You Americans can be extremely proud for having Madison to write your Constitution who was aware of the problem with power and concluded that the only way to stop tyranny is to divide power.
Vilmos
I find the following two sentences from the "choice quote" offered by Anonymous, at Sat Nov 07, 12:06:00 PM to be quite prescient (and frightening) in light of our present administration's behavior.
------
Nothing must stand in the way of its achievement. Government--the Communist Party--was thus above any law. All institutions, cultural norms, traditions, and sentiments were expendable.
------
Consideration of this observation must not be constrained to apply only to the "Communist" Party. It must be extended to apply to ALL ruling parties.
Correction: My last comment should have said: "... the following THREE sentences ... ".
, at
Our problem is that the Constitution only lasts as long as the majority respects it. The majority no longer does, and is about to command us to buy specific goods and services they will name from certain companies they will name against our will; it will command us to hand over our most personal information and decision making to a bureaucracy it will create; it intends to enslave the workers and customers of an entire industry by force; and the majority will do all of this in flagrant spite of the Constitution.

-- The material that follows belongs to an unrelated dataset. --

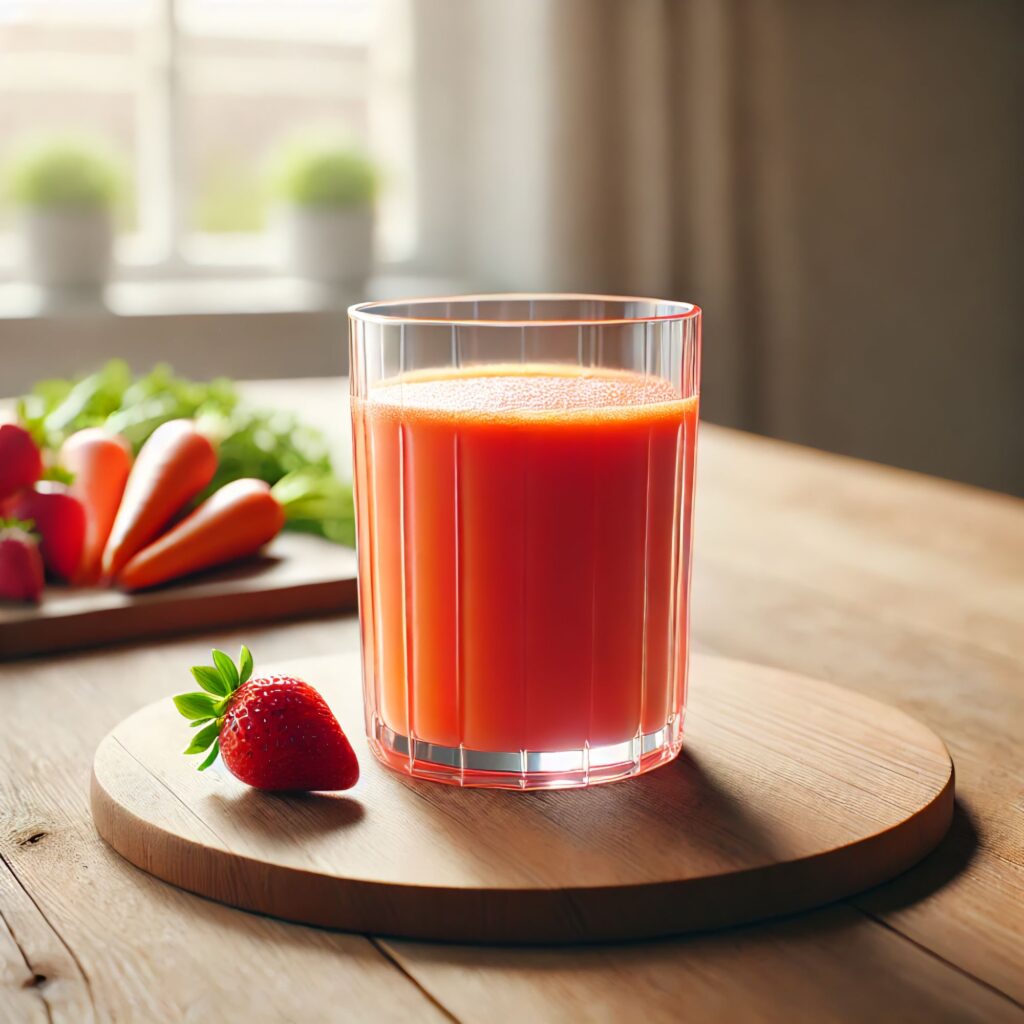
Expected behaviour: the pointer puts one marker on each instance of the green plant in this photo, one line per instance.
(310, 173)
(65, 173)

How far are we from having small business owners who cut payrolls and reduce pay, to compensate for this tyranny of the majority, ("Healthcare reform) treated like kulaks under Stalin? Not far, I'll wager. These are sad days for America and humanity.
Elections have consequences. In the next election there will be a majority change and in the ensueing days there will be legislative change and perhaps impeachment.
, at
The fundamental premise, as stated above, is wrong. The Bolsheviks of old Russia were not motivated by lofty ideals. They were motivated by the lust for power and revenge.
Peruse, if you will, the personal histories of V.I. Lenin, Feliks Dherzinsky, Joseph Stalin, and all the rest.
There was no lofty ideal at the center of it. Just the angry faces of many angry men. What a suprise it turned out the way it did.
The difference between those "founding" Bolsheviks and the Founders of the American Republic was just this: the American Founders just wanted the right to govern themselves, to give the public the chance at self-government, and revolt against the tyranny of the British Parliament and Crown. The British, and their government, were not a particularly ruthless and tyrannical people (as opposed to the Czar of Russia), but they governed their colony in the New World in an arbitrary and sometimes hostile manner.
And the difference between desiring the freedom to self-government and the desire for power and revenge has made all the difference.
-David
By Andrew Hofer, at Sat Nov 07, 06:28:00 PM:
Mao? Che? Nobody gets up in the morning and says they are going to be evil. Whether the power or the craven indifference to suffering came first is just another form of chicken and egg They go together.